Anlaşılmıştır ki, korkunç cinayetin ardından geçen dört yıllık süreyi Lice Cumhuriyet Başsavcılığı masum bir kız çocuğunun katillerinin peşine düşmek yerine olayda ihmali davayı kapatmanın çalışmasını yürütmüştür. Olayı karartmak ve failleri aklamakla meşgul olanların unuttuğu bir gerçek vardır ki, skandallar silsilesiyle olay ilk günkü tazeliğini korumaktadır ve Ceylan’ın açık kalan gözleri devletin yakasındadır!
Tapantepe Karakolu yetkililerinin, kendilerine bildirildiği halde kendi yetki sahalarındaki olay mahalline intikal etmemeleri, savcının da can güvenliğini bahane ederek olay yerine aynı gün içinde gitmeyip delillerin karartılma ihtimaline yol açması nedeniyle bu kurum ve kişiler görevlerini ihmal etmişlerdir. Şunu açıkça ifade etmek isteriz ki, ihmaller zinciri görülmek istenmediğinden dolayı savcılığın söz konusu kararı bizler için yok hükmündedir.

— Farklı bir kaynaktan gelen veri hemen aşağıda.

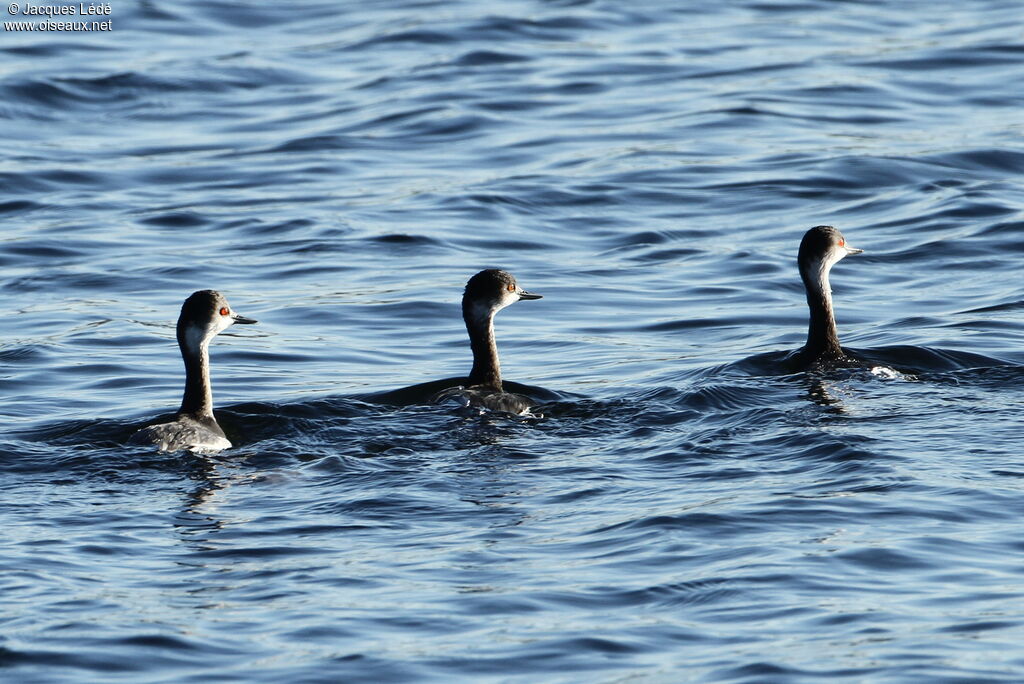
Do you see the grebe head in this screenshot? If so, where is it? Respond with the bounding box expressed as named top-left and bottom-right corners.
top-left (797, 225), bottom-right (864, 286)
top-left (177, 290), bottom-right (256, 353)
top-left (462, 268), bottom-right (541, 319)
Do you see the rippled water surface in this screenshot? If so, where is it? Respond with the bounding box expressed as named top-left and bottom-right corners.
top-left (0, 0), bottom-right (1024, 683)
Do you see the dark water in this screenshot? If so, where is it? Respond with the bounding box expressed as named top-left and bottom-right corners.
top-left (0, 0), bottom-right (1024, 683)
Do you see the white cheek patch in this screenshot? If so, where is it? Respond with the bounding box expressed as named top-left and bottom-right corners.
top-left (185, 326), bottom-right (212, 352)
top-left (213, 313), bottom-right (234, 335)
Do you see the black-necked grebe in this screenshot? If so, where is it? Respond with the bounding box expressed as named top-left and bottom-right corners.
top-left (130, 290), bottom-right (256, 453)
top-left (797, 225), bottom-right (864, 366)
top-left (433, 268), bottom-right (541, 414)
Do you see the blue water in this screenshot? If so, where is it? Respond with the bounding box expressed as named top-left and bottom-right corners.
top-left (0, 0), bottom-right (1024, 684)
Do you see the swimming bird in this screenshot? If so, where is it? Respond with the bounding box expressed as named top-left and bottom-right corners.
top-left (432, 268), bottom-right (541, 414)
top-left (129, 290), bottom-right (256, 453)
top-left (796, 225), bottom-right (864, 366)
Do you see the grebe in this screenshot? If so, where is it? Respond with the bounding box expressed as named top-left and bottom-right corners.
top-left (129, 290), bottom-right (256, 453)
top-left (432, 268), bottom-right (541, 414)
top-left (797, 225), bottom-right (864, 366)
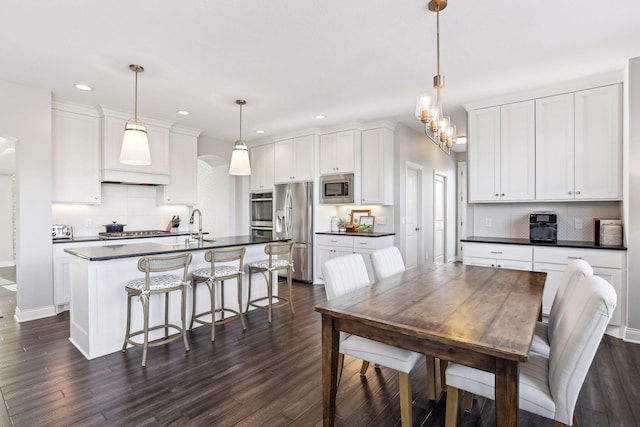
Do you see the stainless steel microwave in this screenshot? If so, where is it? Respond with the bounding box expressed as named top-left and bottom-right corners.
top-left (320, 173), bottom-right (354, 204)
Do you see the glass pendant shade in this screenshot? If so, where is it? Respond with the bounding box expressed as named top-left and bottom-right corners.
top-left (229, 141), bottom-right (251, 175)
top-left (120, 120), bottom-right (151, 166)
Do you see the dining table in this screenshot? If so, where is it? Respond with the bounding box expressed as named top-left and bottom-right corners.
top-left (315, 263), bottom-right (546, 427)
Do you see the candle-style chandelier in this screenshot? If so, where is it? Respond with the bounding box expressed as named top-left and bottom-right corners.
top-left (416, 0), bottom-right (456, 154)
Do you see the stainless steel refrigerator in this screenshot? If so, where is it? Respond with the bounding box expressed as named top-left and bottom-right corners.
top-left (273, 181), bottom-right (313, 283)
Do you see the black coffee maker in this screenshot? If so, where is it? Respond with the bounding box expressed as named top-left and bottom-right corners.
top-left (529, 212), bottom-right (558, 243)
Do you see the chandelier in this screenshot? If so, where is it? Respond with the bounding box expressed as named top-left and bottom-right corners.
top-left (416, 0), bottom-right (456, 154)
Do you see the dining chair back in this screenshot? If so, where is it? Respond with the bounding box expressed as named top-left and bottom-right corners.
top-left (371, 246), bottom-right (405, 280)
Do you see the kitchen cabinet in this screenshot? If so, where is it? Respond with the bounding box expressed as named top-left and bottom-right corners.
top-left (156, 128), bottom-right (200, 206)
top-left (249, 144), bottom-right (275, 191)
top-left (274, 135), bottom-right (315, 183)
top-left (462, 242), bottom-right (533, 271)
top-left (533, 247), bottom-right (626, 335)
top-left (356, 128), bottom-right (393, 205)
top-left (100, 109), bottom-right (172, 185)
top-left (536, 85), bottom-right (622, 200)
top-left (51, 102), bottom-right (102, 204)
top-left (320, 129), bottom-right (360, 175)
top-left (315, 234), bottom-right (393, 282)
top-left (468, 100), bottom-right (536, 202)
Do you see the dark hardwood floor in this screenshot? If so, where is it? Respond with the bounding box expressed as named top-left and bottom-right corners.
top-left (0, 270), bottom-right (640, 427)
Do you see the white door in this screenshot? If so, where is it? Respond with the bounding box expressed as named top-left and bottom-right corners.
top-left (433, 172), bottom-right (446, 262)
top-left (404, 166), bottom-right (421, 268)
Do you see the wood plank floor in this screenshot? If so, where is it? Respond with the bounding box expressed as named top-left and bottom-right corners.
top-left (0, 272), bottom-right (640, 427)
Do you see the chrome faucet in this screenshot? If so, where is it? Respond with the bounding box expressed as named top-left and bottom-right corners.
top-left (189, 208), bottom-right (202, 240)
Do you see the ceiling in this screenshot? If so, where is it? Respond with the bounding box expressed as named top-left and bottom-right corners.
top-left (0, 0), bottom-right (640, 146)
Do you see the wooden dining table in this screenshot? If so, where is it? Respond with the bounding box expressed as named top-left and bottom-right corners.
top-left (315, 263), bottom-right (546, 427)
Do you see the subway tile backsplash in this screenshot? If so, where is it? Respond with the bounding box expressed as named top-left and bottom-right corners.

Olay anından itibaren Ceylan Önkol cinayeti hukuka uygun biçimde soruşturulmamış ve bu cinayetin faillerinin bulunması için ciddi bir çaba sergilenmemiştir. Olayın muhatabı olan kurum ve kişiler, bu güne kadar inkâr ve savunma psikolojisi ile hareket etmiş, soruşturma kamuoyunun baskısı sonucu kerhen ve çok geç başlamıştır. Ceylan’ın ölümüne neden olan olayda bir dizi ihmal ve kusur; olay sonrasında ise müteselsilen keyfilik ve kasıt vardır. Ve savcılık söz konusu ihmal, kusur ve kasıtları aydınlatmak için çaba saf etmek yerine, kendisinin de parçası olduğu yanlışları temize çıkarmanın gayreti içerisine girmiştir.
Kürt sorununda önemli adımların atıldığı, silahların kalıcı olarak susması için en üst düzeyde “baldıran zehri olsa bile” metoforuyla ifade edilen bir kararlılığın gösterildiği bir zamanda masum, mazlum ve maktul Ceylanımızın dosyası için alınan bu türden kararlar barış umutlarını gölgelemekte “helalleşme” beklentilerini boşa çıkarmaktadır. Unutulmamalıdır ki, adil bir barış ve helalleşmenin yolu Ceylan gibi sembolik dosyaların aydınlatılmasından ve bunların faillerinin ortaya çıkarılıp cezalandırılmasından geçiyor.
Özgür-Der olarak, değil dört yıl; on yıllar geçse bile sevgili Ceylanımızı unutmayacağımızı ve unutturmayacağımızı bir kez daha hatırlatmak isteriz. Son olarak yetkili kurumları bir daha ciddiyetli davranmaya, bugüne dek biriken soruları cevaplayacak ve zihinlerdeki şüpheleri giderecek çok yönlü ve derinlikli bir soruşturma yürütmeye, kusurlu ve sorumluları ortaya çıkarıp gereğini yapmaya çağırıyoruz.